To elucidate mechanisms responsible for the increased plasma triglyceride (TG) which occurs in diet-induced hypercholesterolemia in rabbits, albino rabbits were fed a 3% cholesterol diet for various durations, and the following determinations were carried out: plasma lipid levels; turnover rate of plasma TG (labeled very low density lipoprotein, or glycerol-2-³H method); lipoprotein lipase activity of the heart and plasma; fatty acid and acetate incorporation into TG in the liver (homogenates and slices).
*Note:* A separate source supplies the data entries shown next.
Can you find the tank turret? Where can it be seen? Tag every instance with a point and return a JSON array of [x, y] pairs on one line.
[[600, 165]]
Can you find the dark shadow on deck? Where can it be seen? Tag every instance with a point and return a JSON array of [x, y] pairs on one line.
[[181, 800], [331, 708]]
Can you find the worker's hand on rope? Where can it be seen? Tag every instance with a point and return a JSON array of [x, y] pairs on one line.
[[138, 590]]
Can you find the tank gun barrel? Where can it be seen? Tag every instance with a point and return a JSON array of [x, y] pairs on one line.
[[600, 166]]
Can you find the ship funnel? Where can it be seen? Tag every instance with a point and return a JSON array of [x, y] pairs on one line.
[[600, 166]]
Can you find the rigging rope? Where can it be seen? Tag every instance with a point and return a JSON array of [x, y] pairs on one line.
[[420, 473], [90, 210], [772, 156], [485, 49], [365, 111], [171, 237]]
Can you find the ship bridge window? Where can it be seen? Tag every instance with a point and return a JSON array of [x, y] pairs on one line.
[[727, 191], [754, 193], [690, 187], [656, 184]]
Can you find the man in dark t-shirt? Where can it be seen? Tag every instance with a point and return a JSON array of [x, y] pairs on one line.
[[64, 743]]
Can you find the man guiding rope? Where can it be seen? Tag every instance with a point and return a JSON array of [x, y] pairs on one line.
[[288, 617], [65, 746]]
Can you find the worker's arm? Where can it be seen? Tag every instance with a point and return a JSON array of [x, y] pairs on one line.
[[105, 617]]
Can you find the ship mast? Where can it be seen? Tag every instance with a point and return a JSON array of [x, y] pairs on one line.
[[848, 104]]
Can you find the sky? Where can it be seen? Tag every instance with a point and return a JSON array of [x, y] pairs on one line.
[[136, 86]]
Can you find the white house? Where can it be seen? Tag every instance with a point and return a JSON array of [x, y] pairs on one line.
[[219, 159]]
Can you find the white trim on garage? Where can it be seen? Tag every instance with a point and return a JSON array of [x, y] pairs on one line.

Plasma levels of both free and esterified cholesterol and phospholipid increased rapidly, while TG increased relatively slowly during cholesterol feeding without change in hepatic TG synthesis. The fractional turnover was, on the other hand, depressed within a week. The decrease in plasma TG in response to a heparin injection was less in hypercholesterolemic rabbits than in normal animals. However, the measured activity of heart lipoprotein lipase of cholesterol-fed rabbits was higher than that of the control group. When the effects of two substrates (very low density lipoprotein from normo- and from hypercholesterolemic plasma) were compared, the apparent activity was lower with the latter. The Degrees of this inhibition was proportional to the amount of cholesterol in the lipoproteins. The inhibition of lipoprotein lipase activity was also observed with the addition of cholesterol to activated Ediol, but not with addition of esterified cholesterol. Lineweaver-Burk plots were constructed using partially purified plasma lipoprotein lipase, and Km values for Ediol, Ediol plus protamine sulphate, and Ediol plus cholesterol were calculated. The presence of cholesterol in the substrate of lipoprotein lipase competitively inhibits the enzyme activity, and this is the mechanism of hyperglyceridemia observed in diet-induced hypercholesterolemic rabbits.